Reordering of writes via differently-typed pointers

hsivonen · August 13, 2018, 9:42am

In order to accelerate ASCII, encoding_rs reads and writes slices of u8 and u16 via pointers to usize (if SIMD is disabled) or pointers to u8x16 and u16x8 (if SIMD is enabled).

In particular, the writes need to happen in program order, because there are situations where the crate first does a larger-typed write (writes a usize, u8x16 or u16x8) and then partially overwrites the larger write using writes of a smaller type (u8 or u16). Such overwriting of the larger write with smaller writes doesn’t take place within the same function, but the overwriting always happens from the caller of the function that did the larger writes. These all get inlined, though.

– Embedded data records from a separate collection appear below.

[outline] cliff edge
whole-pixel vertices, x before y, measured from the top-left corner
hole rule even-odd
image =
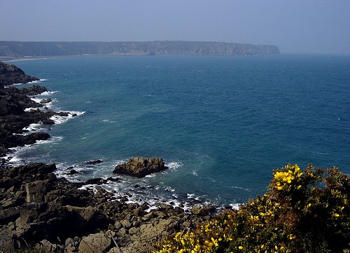
[[[205,41],[0,41],[0,57],[67,55],[255,55],[279,54],[276,45]]]

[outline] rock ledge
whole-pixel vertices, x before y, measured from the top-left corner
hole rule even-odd
[[[113,173],[143,178],[166,168],[167,167],[165,166],[162,158],[132,157],[125,164],[118,165],[113,172]]]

All this works, but is there any guarantee of it working?

Is there a SIMD-specific rule guaranteeing that reads and writes of u8 and u8x16 (or u16 and u16x8) can’t be reordered relative to each other as the SIMD type is clearly related to the basic type?

Is there some rule that function scopes establish some write ordering barriers even when the functions get inlined? (This sort of thing could explain why the usize writes work.)

If there are no such guarantees and the code is now working by luck, does there exist some kind of thread-internal write barrier that I could explicitly use after a sequence of large writes to indicate that when the code is optimized after inlining, differently-typed writes must not be reordered across the barrier?

hanna-kruppe · August 13, 2018, 10:19am

As far as I am aware, Rust has never even seriously considered C/C++ style “strict aliasing” based on the pointee types. It certainly isn’t part of any of the proposals in the last year or two. That’s because

such rules are very annoying/restrictive in many kinds of system software (such as your example)
Rust has a much better source of even more accurate aliasing information: &mut T, and also &T freezing the memory it refers to except for UnsafeCell

kornel · August 13, 2018, 1:05pm

Rust has C-style unions how, which in C are the way to make such hacks legal, so maybe you could cast memory to a slice of unions and write through that?

Ixrec · August 13, 2018, 3:43pm

That gets into unsafe code guidelines; we haven’t really decided what the rules around unions should be yet. I think https://github.com/rust-lang/rfcs/pull/1897 was the last serious attempt to specify them.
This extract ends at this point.